@aws-mdaa/dataops-data-quality

v1.4.0

Published

15 days ago

MDAA dataops-data-quality module

0High
0Medium
0Low

Data Quality

The Data Ops Data Quality CDK application is used to deploy AWS Glue Data Quality rulesets for automated validation and monitoring of data in Glue Catalog tables.

Deployed Resources and Compliance Details

Glue Data Quality Rulesets - Data quality rulesets will be created for each ruleset specification in the configs

Automatically validates data in Glue Catalog tables
Supports DQDL (Data Quality Definition Language) rules
Supports structured rule objects for common validation patterns
Publishes ruleset metadata to SSM Parameter Store

SSM Parameters - Parameters storing ruleset names and target table information for reference by other resources

Configuration

MDAA Config

Add the following snippet to your mdaa.yaml under the modules: section of a domain/env in order to use this module:

dataops-data-quality: # Module Name can be customized
  module_path: "@aws-caef/dataops-data-quality" # Must match module NPM package name
  module_configs:
    - ./dataops-data-quality.yaml # Filename/path can be customized

Module Config (./dataops-data-quality.yaml)

Sample Data Quality Config

# (required) Name of the Data Ops Project this Data Quality ruleset is associated with.
# The project name is used for resource naming and SSM parameter paths.
projectName: my-dataops-project

rulesets:
  # Example 1: Using structured rule objects
  customer-data-quality:
    # (required) Unique name for the ruleset
    name: customer-completeness-check
    # (optional) Description of what this ruleset validates
    description: Validate customer data completeness and uniqueness
    # (required) Target table configuration
    targetTable:
      # Database name - can use project: prefix to reference project databases
      databaseName: project:databaseName/customer-data
      # Table name - must exist before ruleset can be evaluated
      tableName: customers
      # (optional) Catalog ID for cross-account access
      # catalogId: "123456789012"
    # (required) Ruleset definition as array of rule objects
    ruleset:
      # Check that customer_id column has no null values
      - RuleType: IsComplete
        Column: customer_id
      # Check that email column is at least 95% unique
      - RuleType: Uniqueness
        Column: email
        Operator: ">"
        Threshold: 0.95
      # Check that table has more than 100 rows
      - RuleType: RowCount
        Operator: ">"
        Value: 100
      # Check that status column only contains allowed values
      - RuleType: ColumnValues
        Column: status
        Operator: in
        Values: ["active", "inactive", "pending"]

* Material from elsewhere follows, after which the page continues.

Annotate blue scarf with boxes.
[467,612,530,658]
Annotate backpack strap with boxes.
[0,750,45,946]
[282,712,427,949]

  # Example 2: Using raw DQDL string
  order-data-quality:
    name: order-validation
    description: Validate order data freshness and values
    targetTable:
      databaseName: project:databaseName/order-data
      tableName: orders
    # (required) Ruleset definition as DQDL string
    ruleset: |
      Rules = [
        IsComplete "order_id",
        ColumnValues "status" in ["pending", "completed", "cancelled"],
        DataFreshness "created_at" <= "24 hours",
        RowCount > 0
      ]

  # Example 3: Advanced rules with statistical checks
  product-data-quality:
    name: product-statistical-validation
    description: Statistical validation for product data
    targetTable:
      databaseName: ssm:/my-org/prod/glue-database/products
      tableName: product_catalog
    ruleset:
      # Primary key check
      - RuleType: IsPrimaryKey
        Column: product_id
      # Check mean price is above threshold
      - RuleType: Mean
        Column: price
        Operator: ">"
        Value: 10
      # Check standard deviation of price
      - RuleType: StandardDeviation
        Column: price
        Operator: "<"
        Value: 100
      # Check column data type
      - RuleType: ColumnDataType
        Column: price
        DataType: "decimal"
      # Custom SQL validation
      - RuleType: CustomSql
        Sql: "SELECT COUNT(*) FROM primary WHERE price > 0"
        Operator: "="
        Value: 1000

Supported Rule Types

The following rule types are supported:

Completeness Rules

IsComplete: Check if a column has no null values
Completeness: Check if a column meets a completeness threshold (percentage)

Uniqueness Rules

IsUnique: Check if a column has all unique values
Uniqueness: Check if a column meets a uniqueness threshold (percentage)
IsPrimaryKey: Check if a column is a valid primary key (unique and complete)

Schema Rules

ColumnExists: Check if a column exists in the table
ColumnDataType: Check if a column has the expected data type
ColumnLength: Check if a column's length meets criteria

Value Rules

ColumnValues: Check if column values are in an allowed set

Count Rules

RowCount: Check if table row count meets criteria
ColumnCount: Check if table column count meets criteria

Statistical Rules

Mean: Check if column mean meets criteria
StandardDeviation: Check if column standard deviation meets criteria

Freshness Rules

DataFreshness: Check if data is recent based on a timestamp column

Custom Rules

CustomSql: Run custom SQL queries for complex validation logic

Important Notes

Tables Must Exist: The target table must exist in the Glue Catalog before the ruleset can be evaluated. Rulesets can be created before tables exist, but evaluation will fail until the table is created (typically by a crawler).
Deployment Order: This module should be deployed AFTER:
- dataops-project-app (creates databases)
- dataops-crawler-app (creates crawlers)
- Running crawlers to create tables
Project References: Use the project: prefix to reference resources from the DataOps project:
- project:databaseName/my-database resolves to the project's database SSM parameter
Evaluation: Creating a ruleset does not automatically evaluate it. You must:
- Run a Glue Data Quality evaluation job
- Configure evaluation in a Glue ETL job
- Use EventBridge to trigger evaluations
DQDL vs Structured Rules: You can use either:
- Raw DQDL strings (more flexible, requires DQDL knowledge)
- Structured rule objects (type-safe, easier to maintain)